Pada tulisan tentang gedang sewu yang kedua, saya menulis akan bercerita tentang alasan mengapa harus gedang sewu sebagai tempat mengisi waktu liburan yang cukup panjang itu. Tepatnya, setelah pelaksanaan ujian nasional, orientasi kelas akhir (Oskar) hingga wisuda MAK usai.
1. Keluarga Dhalem Dari Nurul Jadid Pernah Belajar ke Gedang Sewu
Saya pernah mendengar bahwa Lora Fahmi pernah nyantri ke sini. Bahkan, Kiai Abdul Haq Zaini juga akrab dengan Mbah Baidlowi. Karena kabar (berita) itu sifatnya bisa benar atau tidak, informasi ini hanya mengendap di kepala. Entahlah, kapan-kapan bila berkesempatan ke sana, saya coba mencari tahu kebenarannya.
Ketika takdir telah menentukan saya belajar kesana, akhirnya saya ‘memberanikan diri’ bertanya akan hal ini.

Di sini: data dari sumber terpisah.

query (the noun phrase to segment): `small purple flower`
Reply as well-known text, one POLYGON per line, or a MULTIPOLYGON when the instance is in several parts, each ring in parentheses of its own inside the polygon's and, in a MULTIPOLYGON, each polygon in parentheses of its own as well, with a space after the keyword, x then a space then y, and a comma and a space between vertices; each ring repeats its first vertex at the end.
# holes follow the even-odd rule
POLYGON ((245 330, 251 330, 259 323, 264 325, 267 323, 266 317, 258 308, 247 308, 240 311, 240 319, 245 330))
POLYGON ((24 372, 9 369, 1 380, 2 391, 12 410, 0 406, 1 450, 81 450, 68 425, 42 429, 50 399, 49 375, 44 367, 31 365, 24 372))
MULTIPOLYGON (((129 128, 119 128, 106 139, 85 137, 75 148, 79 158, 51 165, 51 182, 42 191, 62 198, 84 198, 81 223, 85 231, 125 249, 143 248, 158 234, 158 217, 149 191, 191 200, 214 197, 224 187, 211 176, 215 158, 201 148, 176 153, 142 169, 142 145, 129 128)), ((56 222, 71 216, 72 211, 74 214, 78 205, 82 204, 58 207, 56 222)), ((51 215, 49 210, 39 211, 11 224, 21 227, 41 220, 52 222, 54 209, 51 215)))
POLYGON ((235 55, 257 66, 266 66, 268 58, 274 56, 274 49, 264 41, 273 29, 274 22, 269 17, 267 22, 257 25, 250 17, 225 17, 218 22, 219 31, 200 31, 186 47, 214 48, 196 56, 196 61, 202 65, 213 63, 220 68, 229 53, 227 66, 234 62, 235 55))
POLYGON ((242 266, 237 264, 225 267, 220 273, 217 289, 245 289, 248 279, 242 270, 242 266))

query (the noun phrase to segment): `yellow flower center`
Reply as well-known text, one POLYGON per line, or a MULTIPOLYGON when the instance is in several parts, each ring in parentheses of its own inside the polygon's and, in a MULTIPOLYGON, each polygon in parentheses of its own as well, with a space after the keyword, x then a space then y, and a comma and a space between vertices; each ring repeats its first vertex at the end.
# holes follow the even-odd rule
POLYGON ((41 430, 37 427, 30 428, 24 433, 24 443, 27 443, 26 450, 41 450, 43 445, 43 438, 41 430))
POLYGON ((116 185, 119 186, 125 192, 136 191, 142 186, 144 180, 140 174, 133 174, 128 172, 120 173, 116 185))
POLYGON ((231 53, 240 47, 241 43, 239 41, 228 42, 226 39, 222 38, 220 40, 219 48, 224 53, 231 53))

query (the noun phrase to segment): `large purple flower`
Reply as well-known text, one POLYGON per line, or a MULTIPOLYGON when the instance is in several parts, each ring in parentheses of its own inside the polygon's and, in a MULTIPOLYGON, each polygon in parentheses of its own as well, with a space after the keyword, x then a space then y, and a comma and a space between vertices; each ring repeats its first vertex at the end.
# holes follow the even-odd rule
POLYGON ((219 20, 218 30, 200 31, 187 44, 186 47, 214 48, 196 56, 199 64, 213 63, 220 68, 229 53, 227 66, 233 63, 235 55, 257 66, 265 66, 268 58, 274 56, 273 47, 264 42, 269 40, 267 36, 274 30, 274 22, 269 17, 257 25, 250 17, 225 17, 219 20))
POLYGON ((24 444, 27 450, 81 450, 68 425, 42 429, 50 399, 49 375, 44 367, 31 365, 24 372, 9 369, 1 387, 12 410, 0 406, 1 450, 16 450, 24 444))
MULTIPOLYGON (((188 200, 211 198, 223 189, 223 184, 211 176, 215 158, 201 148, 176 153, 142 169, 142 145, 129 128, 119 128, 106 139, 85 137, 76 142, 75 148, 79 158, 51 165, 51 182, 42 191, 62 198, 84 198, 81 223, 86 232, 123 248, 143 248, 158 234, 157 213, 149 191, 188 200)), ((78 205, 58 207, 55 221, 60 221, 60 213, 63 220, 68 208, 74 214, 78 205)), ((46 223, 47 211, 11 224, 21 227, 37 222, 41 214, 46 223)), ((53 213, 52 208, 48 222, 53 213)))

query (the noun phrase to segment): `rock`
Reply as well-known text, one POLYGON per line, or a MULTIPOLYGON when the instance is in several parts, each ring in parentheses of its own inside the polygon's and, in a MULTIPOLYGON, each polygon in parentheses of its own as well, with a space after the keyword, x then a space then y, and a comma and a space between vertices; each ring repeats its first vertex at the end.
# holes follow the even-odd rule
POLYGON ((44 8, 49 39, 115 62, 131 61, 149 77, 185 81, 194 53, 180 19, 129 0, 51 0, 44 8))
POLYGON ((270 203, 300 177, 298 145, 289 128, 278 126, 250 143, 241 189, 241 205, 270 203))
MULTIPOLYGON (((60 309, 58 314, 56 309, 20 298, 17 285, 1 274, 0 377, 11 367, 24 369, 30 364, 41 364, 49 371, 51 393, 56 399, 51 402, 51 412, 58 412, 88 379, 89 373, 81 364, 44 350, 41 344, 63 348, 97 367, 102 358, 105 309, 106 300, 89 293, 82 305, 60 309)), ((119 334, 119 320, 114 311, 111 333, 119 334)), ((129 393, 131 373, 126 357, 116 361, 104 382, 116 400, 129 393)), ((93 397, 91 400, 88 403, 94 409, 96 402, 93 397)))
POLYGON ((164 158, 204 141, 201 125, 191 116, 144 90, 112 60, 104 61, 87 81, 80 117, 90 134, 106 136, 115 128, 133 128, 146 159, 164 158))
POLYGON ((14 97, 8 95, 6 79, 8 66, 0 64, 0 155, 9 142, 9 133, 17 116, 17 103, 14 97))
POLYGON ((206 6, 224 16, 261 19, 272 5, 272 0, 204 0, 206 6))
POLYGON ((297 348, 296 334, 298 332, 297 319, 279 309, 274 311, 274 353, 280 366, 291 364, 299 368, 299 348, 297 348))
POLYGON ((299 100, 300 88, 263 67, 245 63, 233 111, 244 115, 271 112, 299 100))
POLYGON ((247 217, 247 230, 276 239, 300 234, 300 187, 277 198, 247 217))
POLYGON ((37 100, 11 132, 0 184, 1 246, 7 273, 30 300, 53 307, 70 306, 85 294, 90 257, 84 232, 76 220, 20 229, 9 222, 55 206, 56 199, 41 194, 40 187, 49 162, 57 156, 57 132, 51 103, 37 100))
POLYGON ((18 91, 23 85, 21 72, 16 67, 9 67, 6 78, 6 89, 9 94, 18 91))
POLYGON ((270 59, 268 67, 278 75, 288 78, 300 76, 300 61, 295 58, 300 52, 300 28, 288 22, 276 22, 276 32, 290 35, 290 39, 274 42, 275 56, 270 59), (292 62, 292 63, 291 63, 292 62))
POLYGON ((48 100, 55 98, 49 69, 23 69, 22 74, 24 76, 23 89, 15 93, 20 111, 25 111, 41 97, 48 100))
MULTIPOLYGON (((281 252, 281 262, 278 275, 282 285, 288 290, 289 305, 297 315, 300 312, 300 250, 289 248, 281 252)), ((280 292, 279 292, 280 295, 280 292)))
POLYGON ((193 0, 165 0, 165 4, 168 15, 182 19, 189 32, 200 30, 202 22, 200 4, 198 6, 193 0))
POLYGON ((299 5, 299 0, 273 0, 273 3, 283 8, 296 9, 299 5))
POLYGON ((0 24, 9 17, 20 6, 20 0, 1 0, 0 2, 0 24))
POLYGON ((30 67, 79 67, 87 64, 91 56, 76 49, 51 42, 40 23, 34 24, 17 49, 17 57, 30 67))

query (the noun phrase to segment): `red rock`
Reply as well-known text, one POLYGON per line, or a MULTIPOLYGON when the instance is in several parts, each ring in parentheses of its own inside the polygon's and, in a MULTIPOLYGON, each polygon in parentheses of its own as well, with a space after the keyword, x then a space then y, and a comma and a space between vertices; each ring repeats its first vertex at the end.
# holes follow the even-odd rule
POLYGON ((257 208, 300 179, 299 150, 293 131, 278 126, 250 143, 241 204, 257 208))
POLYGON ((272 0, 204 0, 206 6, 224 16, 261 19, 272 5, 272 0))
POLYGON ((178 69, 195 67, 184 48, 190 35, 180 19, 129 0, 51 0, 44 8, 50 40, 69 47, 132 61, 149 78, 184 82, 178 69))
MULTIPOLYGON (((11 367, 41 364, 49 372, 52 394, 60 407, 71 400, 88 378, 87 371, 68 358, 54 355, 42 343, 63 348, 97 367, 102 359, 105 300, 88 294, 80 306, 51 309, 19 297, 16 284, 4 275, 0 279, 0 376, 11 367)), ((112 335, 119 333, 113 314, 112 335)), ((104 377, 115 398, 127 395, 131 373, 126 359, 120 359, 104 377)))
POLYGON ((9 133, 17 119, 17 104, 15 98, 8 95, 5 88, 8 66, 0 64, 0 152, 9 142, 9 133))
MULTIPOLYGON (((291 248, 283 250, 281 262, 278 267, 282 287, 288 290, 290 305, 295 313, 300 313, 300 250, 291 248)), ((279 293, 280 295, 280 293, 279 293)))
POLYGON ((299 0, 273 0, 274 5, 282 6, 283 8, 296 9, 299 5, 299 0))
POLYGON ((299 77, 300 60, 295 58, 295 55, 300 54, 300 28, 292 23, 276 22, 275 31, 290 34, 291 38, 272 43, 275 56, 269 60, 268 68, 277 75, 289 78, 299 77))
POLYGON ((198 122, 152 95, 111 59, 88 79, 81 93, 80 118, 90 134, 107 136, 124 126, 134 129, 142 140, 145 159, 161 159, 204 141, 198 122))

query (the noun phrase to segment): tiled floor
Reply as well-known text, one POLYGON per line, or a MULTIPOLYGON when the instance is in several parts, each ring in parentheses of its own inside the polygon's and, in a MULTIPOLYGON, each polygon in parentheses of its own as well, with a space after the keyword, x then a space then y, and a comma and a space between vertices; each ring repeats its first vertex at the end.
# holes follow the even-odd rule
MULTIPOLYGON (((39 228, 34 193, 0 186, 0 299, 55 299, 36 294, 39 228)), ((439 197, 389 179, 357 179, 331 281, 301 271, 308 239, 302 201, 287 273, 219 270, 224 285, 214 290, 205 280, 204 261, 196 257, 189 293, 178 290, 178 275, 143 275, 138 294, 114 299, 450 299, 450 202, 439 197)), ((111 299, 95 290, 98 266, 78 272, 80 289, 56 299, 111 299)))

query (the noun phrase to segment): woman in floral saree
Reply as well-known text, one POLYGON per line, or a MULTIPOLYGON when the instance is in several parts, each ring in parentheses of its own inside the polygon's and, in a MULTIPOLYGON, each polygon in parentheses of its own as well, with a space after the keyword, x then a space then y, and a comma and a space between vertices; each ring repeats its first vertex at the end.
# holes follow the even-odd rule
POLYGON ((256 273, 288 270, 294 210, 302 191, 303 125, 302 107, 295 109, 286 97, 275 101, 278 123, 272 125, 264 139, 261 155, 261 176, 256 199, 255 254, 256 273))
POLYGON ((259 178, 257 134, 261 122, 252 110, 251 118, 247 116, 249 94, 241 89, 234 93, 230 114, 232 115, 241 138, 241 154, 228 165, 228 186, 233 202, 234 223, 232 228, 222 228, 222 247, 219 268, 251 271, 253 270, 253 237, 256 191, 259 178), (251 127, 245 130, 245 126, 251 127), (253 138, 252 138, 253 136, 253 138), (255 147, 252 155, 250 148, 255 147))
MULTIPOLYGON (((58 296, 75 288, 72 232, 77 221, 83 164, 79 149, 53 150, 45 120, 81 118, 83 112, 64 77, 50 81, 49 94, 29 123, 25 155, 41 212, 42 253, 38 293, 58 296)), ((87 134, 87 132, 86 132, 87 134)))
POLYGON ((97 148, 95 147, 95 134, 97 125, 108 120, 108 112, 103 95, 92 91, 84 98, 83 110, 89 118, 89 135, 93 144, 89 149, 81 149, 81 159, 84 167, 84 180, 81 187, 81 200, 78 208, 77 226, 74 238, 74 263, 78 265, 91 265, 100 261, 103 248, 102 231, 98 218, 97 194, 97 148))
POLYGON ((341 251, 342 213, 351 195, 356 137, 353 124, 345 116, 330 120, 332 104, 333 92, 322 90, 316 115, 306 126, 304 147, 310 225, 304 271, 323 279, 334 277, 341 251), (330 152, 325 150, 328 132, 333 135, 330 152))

Mbah Baidlowi bilang bahwa rumah ini dibangun atas bantuan dari mereka. (rumah ini yang dimaksud adalah rumah bercat putih yang menjadi background foto bareng bersama dua kawan saya yang pamitan akan pulang terlebih dulu dan Mbah Baidlowi) rumah tersebut menjadi dhalem atau kediaman Mbah Baidlowi untuk istirahat, menaruh kitab dan lain sebagainya.
| Dari Kiri : Lora Faiz AHZ, Mbah Baidlowi, Gus Yazid (Putra Mbah Baidlowi), Lora Fahmi AHZ. Untuk semua gus dan kiai, amit ya, saya post fotonya. |
2. Gus Dur pun Pernah Sowan Ke Mbah Baidlowi
Selain cerita itu, saya juga pernah mendengar bahwa Gus Dur pernah sowan kepada beliau. Untuk membuktikan kebenaran kabar ini, Alhamdulillah, saya sempat bertanya langsung pada beliau. Mbah Baidlowi bilang, bahwa gus Dur pernah kesini. (saya lupa, satu atau dua kali). Yang jelas, para tetangga sekitar saat itu banyak memberikan makanan dan buah-buahan pada Mbah Baidlowi dalam rangka menyambut kunjungan Gus Dur ke Gedang Sewu.
Dengan ciri khas beliau yang akrab, santai dan apa adanya, beliau bercerita bahwa Gus Dur ia ajak masuk ke dalam rumahnya. Untuk makanan, buah-buahan dan segala pemberian tetangga beliau siapkan di tempat lain. Dan itu, tidak beliau berikan pada gus Dur. Setelah sowan dan segala keperluan selesai, semua makanan itu beliau makan sendiri. beliau makan sendiri dalam artian beliau tidak menjamu gus dur dengan makanan dan benda-benda duniawai yang tampaknya istimewa. Beliau bercerita ini sambil tertawa terkekeh-kekeh. Seolah kedatangan siapapun adalah sama saja. Tidak ada yang istimewa selama itu masih manusia, bahkan sekelas Gus Dur sekalipun.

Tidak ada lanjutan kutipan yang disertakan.